The hon. Gentleman’s smokescreen is gone. He is left with no target, no funding and no credibility. I would be happy to take criticism on child poverty from people who have a record on combating child poverty and who are committed to the target. But I will not accept their crocodile tears on an issue that they will not even commit themselves to. He has not even got the generosity to acknowledge that 600,000 people have been lifted out of poverty, and he has not got the honesty to admit why we had to act. We had to act because child poverty doubled under the Conservative Government and was the highest in Europe.

If we had just continued the spending policies of the Tories but uprated them, there would be an extra 1.7 million children in poverty today. We would not be talking about halving and eradicating child poverty; we would be talking about doubling it. That is exactly the record that we would have if the Conservatives had continued in power. The 2010 target was deliberately tough. It was never going to be easy to get so far, but as I said, the Budget makes real progress. We will do everything that we can to meet our 2010 target.

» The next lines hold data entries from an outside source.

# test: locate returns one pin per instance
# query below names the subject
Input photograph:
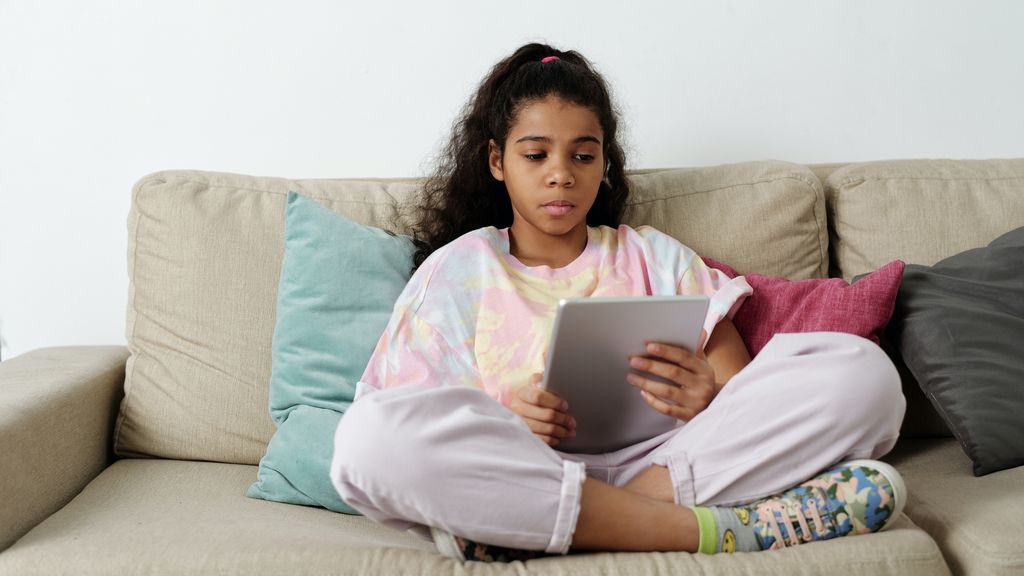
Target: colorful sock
(855, 497)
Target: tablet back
(588, 362)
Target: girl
(524, 210)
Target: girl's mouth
(558, 207)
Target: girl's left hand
(693, 379)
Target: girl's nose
(560, 174)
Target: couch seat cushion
(166, 517)
(975, 521)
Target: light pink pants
(454, 458)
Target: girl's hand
(693, 379)
(545, 412)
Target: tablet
(588, 361)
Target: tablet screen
(588, 361)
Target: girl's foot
(465, 549)
(854, 497)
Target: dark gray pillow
(960, 326)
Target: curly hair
(462, 195)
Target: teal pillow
(339, 281)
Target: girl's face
(552, 166)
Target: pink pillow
(825, 304)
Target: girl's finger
(676, 411)
(543, 398)
(680, 357)
(670, 392)
(547, 428)
(546, 415)
(674, 372)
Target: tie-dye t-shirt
(474, 316)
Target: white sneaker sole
(895, 480)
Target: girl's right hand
(545, 412)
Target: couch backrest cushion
(765, 217)
(204, 260)
(880, 211)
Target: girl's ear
(495, 161)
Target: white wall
(95, 94)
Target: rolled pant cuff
(573, 475)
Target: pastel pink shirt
(474, 316)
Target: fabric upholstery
(205, 252)
(960, 326)
(56, 411)
(767, 217)
(920, 211)
(339, 282)
(160, 518)
(975, 521)
(824, 304)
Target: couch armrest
(57, 408)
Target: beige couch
(136, 460)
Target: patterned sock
(856, 497)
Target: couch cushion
(975, 521)
(920, 211)
(162, 517)
(958, 325)
(204, 259)
(205, 252)
(767, 217)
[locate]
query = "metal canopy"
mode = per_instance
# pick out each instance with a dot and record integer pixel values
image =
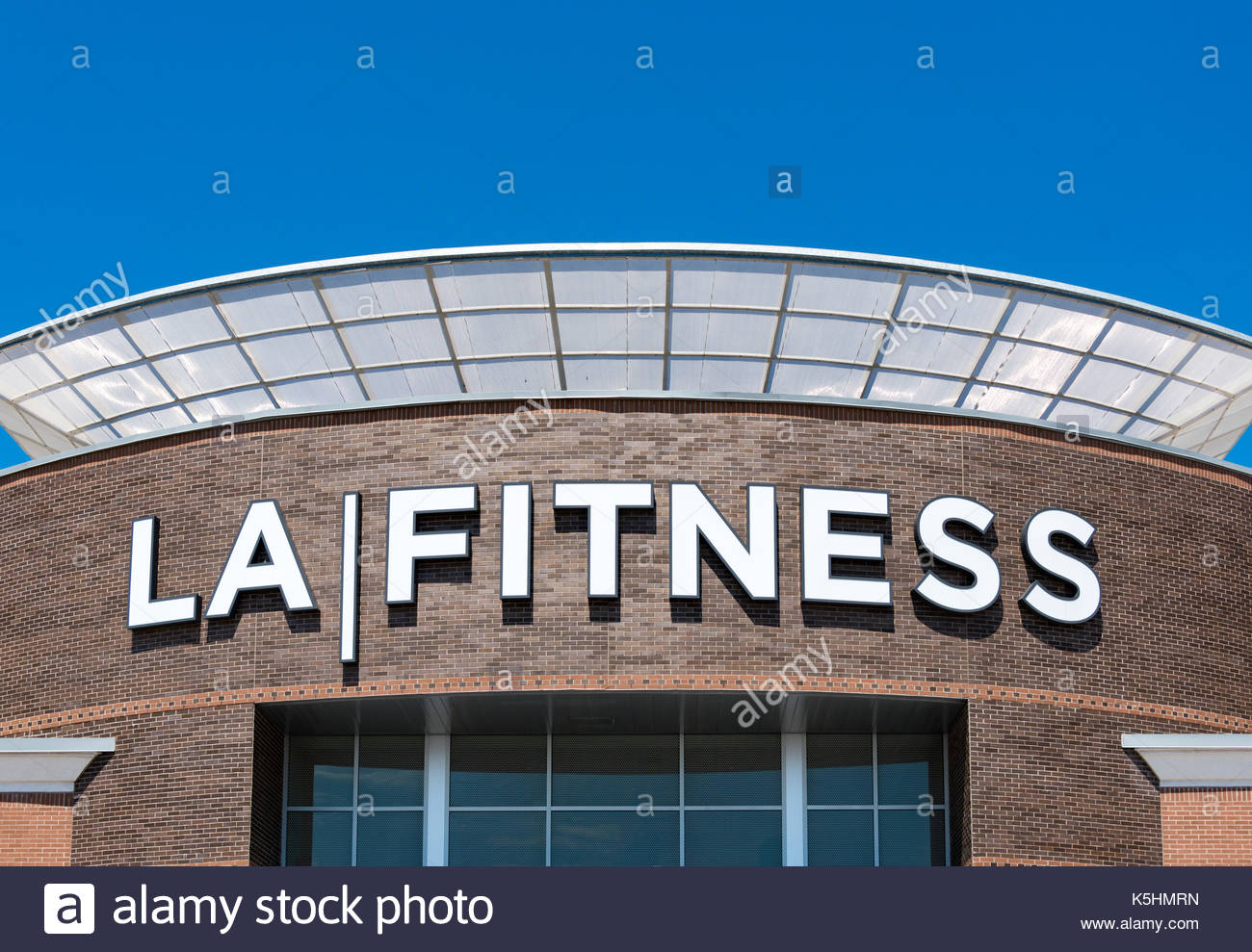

We are aiming high, and we are making the choices stark. Which do we prefer: a Government who set a very tough target and invest again and again to get there, or a Government who only pretend to care about child poverty because their leader’s spin doctors tell them that they have to do so; a Labour Chancellor or the hon. Member for Tatton—confused, contradictory and a threat to the economy? I know which is better for the country, and I know which is better for the children of this country.

1.27 pm

Danny Alexander (Inverness, Nairn, Badenoch and Strathspey) (LD): I would say that it is a pleasure to follow the Secretary of State for Work and Pensions and, indeed, the shadow Chancellor, but the debate so far has been an embarrassment. The shadow Chancellor had nothing at all to say, and the Secretary of State had almost nothing to say about his own budget. It is no wonder that people outside the House are so disillusioned with politics when they listen to the sort of contribution that we have heard from the first two speakers, who had nothing to say about the changes made in the Budget. Perhaps it was good knockabout stuff—or perhaps weak knockabout stuff—but it did not address the real issues of the Budget and how it affects people in this country today.